As far as books are concerned , I found that obtaining quite a few selections and then spending a year reading and playing around on the same topic, but using different authors approach helpful.
Katrin Eisman *sp* is outstanding
Kelby Training at $19 per month is worth every penny
I met with Katrin, at her offices in SVA New York , after about a year into the various books, She spent a day with me de mystifying a lot of stuff floating around in my mind.
A year later I took another two days with her , specifically on Lightroom,
Dan Margulis... What can I say, he teaches here in Toronto so I signed up for the beginning , advance Photoshop DPA offers , that are mandatory before you take one of his courses. Basically taught by knobs trying to convince me how to use a marquee tool to put a apple over a sunflower over a sky.
Total horseshit but I had to do it to get to Dan.

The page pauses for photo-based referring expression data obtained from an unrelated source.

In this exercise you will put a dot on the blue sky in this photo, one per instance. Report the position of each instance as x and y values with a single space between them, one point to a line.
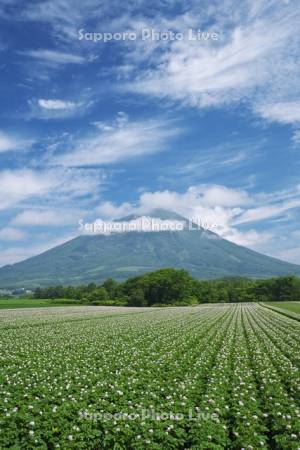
209 128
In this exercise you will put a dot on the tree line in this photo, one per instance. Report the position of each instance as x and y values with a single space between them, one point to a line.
176 287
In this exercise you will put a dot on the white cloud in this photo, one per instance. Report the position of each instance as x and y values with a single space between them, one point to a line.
37 217
221 209
54 185
118 142
10 143
237 67
13 255
55 57
19 185
283 112
56 104
11 234
296 138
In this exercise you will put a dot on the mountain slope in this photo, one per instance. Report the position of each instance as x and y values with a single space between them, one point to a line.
121 255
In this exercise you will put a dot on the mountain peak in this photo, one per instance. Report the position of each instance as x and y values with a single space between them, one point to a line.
157 213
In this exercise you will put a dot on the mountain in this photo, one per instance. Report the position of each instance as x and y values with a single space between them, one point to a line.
91 258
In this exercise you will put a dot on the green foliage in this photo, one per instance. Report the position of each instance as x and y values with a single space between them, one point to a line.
121 255
176 287
200 378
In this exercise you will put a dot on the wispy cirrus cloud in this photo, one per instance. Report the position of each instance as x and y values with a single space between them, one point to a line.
228 209
10 143
54 57
119 140
237 68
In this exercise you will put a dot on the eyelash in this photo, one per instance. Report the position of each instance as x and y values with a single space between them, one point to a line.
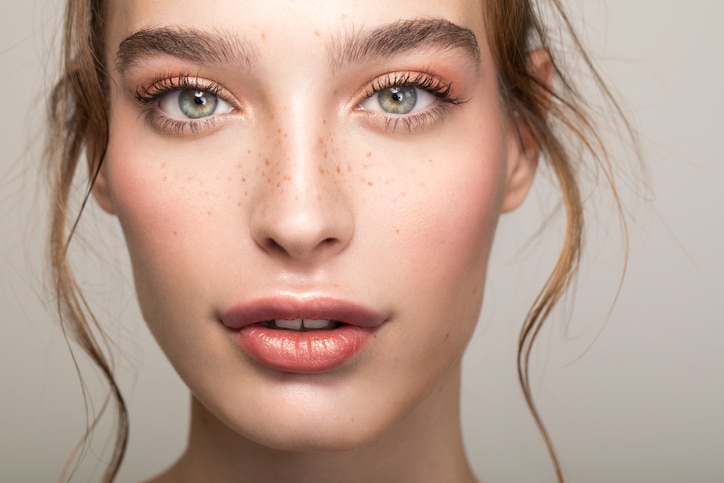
164 85
424 81
161 86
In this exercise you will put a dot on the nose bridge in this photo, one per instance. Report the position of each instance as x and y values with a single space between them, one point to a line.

In total I took 4 three day sessions with Dan three in Toronto and one in Chicago , each day 12-15 hours of total hell, frustration and very little mercy by Dan and the other students.
He will talk for 1-2hours then make you work on 4 images and apply what he talked about.
Then all images were pitted one against the other and he was merciless in his critique.
I would not advise anyone to take his courses unless you have a very, very thick skin.
No plug ins, no selections, just plain out curves, sharpening, contrast control through channels and other devious methods too long to mention.
Lots of RGB, CMYK, LAb movements and channel work.
I have his books and they are a hard read and quite frankly unless one really needs to know this shit I think working in Lightroom is advised .
He takes you way farther than where you want to go, If you believe all his movements will help, then one is mistaken as some methods do not work for my digital workflow.
I am still trying to catch up with this amazing man and I never will.
We do use the three modes in moderation daily, and for specific reasons way to numerous to mention.
Through our workshop I am now preparing a series of PS day and weekend series that simply take one through the 5-12 steps to make a good image, breaking it down into moduals,
Scott Kelby does this with his 7 step method , and I intend to mimic some of his teachings for our workshop.
Things to look at that are important to all the teachers and books I have read.
1. Colour Theory,, understand the colour wheel, Additive Subractive
2. Colour Management.. understand how PS needs to keep everything in control*** very difficult, and not very well defined area **
3. Colour nuetralization.. I prefer curves , others use lightroom,camera raw white balance, others use levels
4. Building image weight through channels and apply image.
5. mode change to Lab for contrast control, dodge burn with blending modes, sharpening in Lab, splitting colours in Lab.
6. mode change to RGB for final colour , density tweaking.
I have made many high rez, glossy maginfications of files from RGB - LAB-RGB and can confirm as Margulis will state the there is no image loss.
LAB is a huge colour space , much more than its cousin RGB and even more so than the smallest cousing CMYK.
Therefore moving into LAB is not problematic, but be warned making moves in LAB can be very destructive if you are not careful.Much like using a sledge hammer to put in a finishing nail.
I figure in about five years and 50thousand images in my belt I will have a better handle on this process.
There is no definitive book, but rather hundreds that give good info.
It is up to the photographer to work on 20 images today and make decent prints
one year from now take the same 20 raw images and rework and make prints. after a year of study.
Its funny how the second round look better.